What I'm trying to say is that the paleo baking flour makes for next level vegan/gluten-free baked goods. And for those of you who are trying to eat healthier in the new year, I replaced the cane sugar with pure maple syrup. I wouldn't call these bars "healthy" (if you want healthy, eat a freakin' carrot) but there's no denying that they're not completely terrible for you. Or that you'd be far better off accidentally eating half a batch of these instead of half a box of Girl Scout cookies.

*I don't know why I said "big girl pants" because it is literally one of my least favorite phrases.. ever.

Some housekeeping notes:

I rounded up all the things that make the OLC kitchen go 'round. You can finally print recipes! And you have Mimi to thank. And no - OLC is not going GF. I will - on occasion - endure an intestine-ache for a good chocolate chunk cookie. Or double chocolate brownie. Or slice of our boozy Irish wedding cake.

Paleo baking flour
Bob's Red Mill paleo baking flour
Maple-nut cookie bars in the making
Maple-nut cookie bars
Maple-nut cookie bars
Maple-nut cookie bars
Maple-nut cookie bars
Maple-nut cookie bars
Maple-nut cookie bars

Notes: This recipe can easily be doubled and baked in an 8-9" square baking pan. Baking time shouldn't be more than 6 minutes longer. If you'd rather use agave or coconut nectar in place of the pure maple syrup.. please don't. The flour scoops heavy (even when fluffed with a fork) and I wound up with considerably more than what the package declared as the weight for one cup. For dense bars (these are on the crumbly side), omit the almondmilk. For sweeter bars, replace the almondmilk with up to two additional tablespoons maple syrup. If you want to add nut butter to this recipe, you can add up to 1/4 cup so long as you add a couple extra tablespoons of flour.

This post is sponsored by Bob's Red Mill, the employee-owned grain company that's committed to providing good food for all. All opinions are my own (and I think Bob's Red Mill rules). 
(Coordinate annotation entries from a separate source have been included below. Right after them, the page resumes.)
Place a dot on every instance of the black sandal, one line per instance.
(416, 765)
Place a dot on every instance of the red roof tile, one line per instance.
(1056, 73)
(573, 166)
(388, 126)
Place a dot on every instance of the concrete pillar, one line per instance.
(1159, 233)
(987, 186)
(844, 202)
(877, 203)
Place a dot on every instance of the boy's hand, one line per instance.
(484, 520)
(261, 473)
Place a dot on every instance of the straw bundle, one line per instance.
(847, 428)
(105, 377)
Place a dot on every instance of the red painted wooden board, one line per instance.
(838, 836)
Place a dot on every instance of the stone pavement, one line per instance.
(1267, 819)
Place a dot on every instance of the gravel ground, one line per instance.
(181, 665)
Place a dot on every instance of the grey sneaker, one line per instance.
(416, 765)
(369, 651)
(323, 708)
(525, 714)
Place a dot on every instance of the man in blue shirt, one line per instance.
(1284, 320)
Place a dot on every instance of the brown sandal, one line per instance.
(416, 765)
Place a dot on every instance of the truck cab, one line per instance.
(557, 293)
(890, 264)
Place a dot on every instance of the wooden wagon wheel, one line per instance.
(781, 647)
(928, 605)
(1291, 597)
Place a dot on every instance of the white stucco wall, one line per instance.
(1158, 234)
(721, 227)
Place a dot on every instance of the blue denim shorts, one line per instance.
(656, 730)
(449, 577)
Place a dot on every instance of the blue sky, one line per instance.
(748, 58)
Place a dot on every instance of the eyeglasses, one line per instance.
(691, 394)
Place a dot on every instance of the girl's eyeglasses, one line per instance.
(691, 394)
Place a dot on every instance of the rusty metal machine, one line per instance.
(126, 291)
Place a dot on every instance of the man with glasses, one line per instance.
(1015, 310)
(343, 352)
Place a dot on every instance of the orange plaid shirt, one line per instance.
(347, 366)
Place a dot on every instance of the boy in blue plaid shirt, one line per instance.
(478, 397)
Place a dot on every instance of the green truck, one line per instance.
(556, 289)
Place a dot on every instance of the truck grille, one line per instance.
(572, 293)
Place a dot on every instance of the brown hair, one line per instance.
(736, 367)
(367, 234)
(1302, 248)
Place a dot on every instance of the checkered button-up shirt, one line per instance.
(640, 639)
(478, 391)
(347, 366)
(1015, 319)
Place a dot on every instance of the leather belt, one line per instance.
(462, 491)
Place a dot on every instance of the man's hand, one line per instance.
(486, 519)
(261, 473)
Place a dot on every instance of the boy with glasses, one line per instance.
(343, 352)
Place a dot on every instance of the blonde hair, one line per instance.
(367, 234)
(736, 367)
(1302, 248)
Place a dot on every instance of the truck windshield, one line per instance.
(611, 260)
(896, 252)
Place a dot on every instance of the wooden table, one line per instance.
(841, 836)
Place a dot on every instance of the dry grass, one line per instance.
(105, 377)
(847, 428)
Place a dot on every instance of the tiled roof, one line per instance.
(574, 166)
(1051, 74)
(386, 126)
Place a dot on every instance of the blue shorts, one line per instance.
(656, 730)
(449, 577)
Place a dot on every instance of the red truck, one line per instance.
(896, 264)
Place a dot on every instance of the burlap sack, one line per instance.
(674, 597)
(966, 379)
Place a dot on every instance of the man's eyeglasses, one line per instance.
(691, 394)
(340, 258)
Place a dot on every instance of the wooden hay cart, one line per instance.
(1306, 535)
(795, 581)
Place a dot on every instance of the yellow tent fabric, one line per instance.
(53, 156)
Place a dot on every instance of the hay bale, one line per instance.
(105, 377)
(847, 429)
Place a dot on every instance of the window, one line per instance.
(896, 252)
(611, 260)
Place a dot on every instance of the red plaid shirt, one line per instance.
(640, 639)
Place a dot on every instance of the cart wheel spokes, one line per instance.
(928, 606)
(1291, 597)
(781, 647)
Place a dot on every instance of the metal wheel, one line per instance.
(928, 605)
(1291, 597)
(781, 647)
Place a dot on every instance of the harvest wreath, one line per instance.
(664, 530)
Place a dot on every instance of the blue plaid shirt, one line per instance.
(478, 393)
1/2 cup (100g) unrefined coconut oil, melted (but not hot)
1/2 cup (140g) pure maple syrup
2 tablespoons (28g) unsweetened almondmilk
1/2 teaspoon (3g) maple flavor
2 teaspoons (6g) pure vanilla extract
2 cups (270g) Bob's Red Mill paleo baking flour

1 1/2 teaspoons (6g) baking powder
1/2 teaspoon (2g) fine sea salt
1 cup mix-ins, divided (below)

Dried fruit (cherries, cranberries, banana chips, etc.)
Chocolate (cacao nibs, dark chocolate chunks, white chocolate chips, etc.)
Flaked things (rolled oats, coconut flakes, sea salt flakes, etc.)
Nuts/seeds (dry roasted peanuts, hazelnuts, hemp seeds, etc.)
Crunchy things (coffee beans, kasha, brown rice crisps, etc.)
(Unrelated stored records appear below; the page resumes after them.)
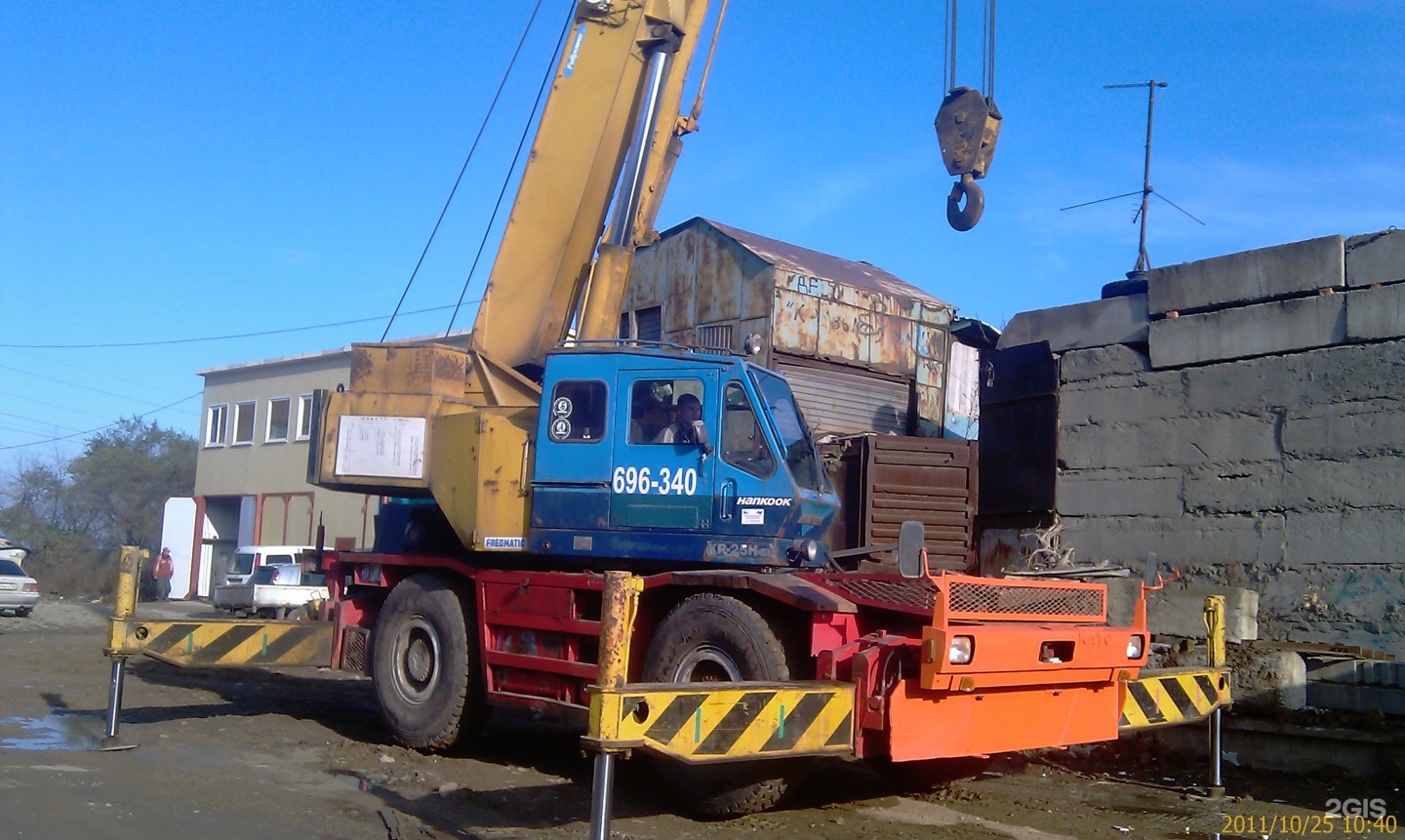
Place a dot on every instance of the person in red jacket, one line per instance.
(162, 572)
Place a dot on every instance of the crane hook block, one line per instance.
(968, 125)
(958, 218)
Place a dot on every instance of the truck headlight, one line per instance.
(1134, 647)
(960, 649)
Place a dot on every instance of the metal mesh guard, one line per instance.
(893, 593)
(980, 597)
(354, 654)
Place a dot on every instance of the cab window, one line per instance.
(654, 409)
(743, 446)
(578, 412)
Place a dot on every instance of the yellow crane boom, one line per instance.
(607, 138)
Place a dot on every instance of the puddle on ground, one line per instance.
(53, 732)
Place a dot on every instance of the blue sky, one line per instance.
(191, 170)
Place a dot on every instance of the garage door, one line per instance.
(845, 401)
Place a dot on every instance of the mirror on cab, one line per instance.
(700, 436)
(912, 556)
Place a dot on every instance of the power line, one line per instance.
(54, 440)
(203, 339)
(502, 191)
(472, 147)
(69, 383)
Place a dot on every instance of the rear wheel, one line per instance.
(711, 638)
(424, 664)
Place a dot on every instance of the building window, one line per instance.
(303, 416)
(278, 411)
(243, 423)
(216, 421)
(715, 338)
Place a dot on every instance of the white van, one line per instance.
(252, 556)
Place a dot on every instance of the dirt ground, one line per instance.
(302, 754)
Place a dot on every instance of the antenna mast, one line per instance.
(1143, 260)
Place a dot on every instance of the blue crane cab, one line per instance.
(676, 456)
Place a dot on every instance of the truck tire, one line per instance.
(423, 663)
(711, 638)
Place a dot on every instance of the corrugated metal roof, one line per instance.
(800, 260)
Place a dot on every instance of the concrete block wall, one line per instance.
(1257, 438)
Preheat oven to 350˚F. Line a 5x8" baking pan with parchment paper and lightly grease with oil; set aside. In a small mixing bowl, whisk together the coconut oil, maple syrup, almondmilk, and maple extract. Add the flour, baking powder, and sea salt and mix with a spatula just until combined. Fold in 1/2 cup of mix-ins then spread batter in the prepared pan and sprinkle remaining mix-ins over top (use more if desired). Bake at 350˚F for 30-32 minutes, or until a toothpick comes out clean. Allow bars to cool in pan before slicing. Store in an airtight container. Will keep at room temperature for up to three days or in the freezer for a few weeks.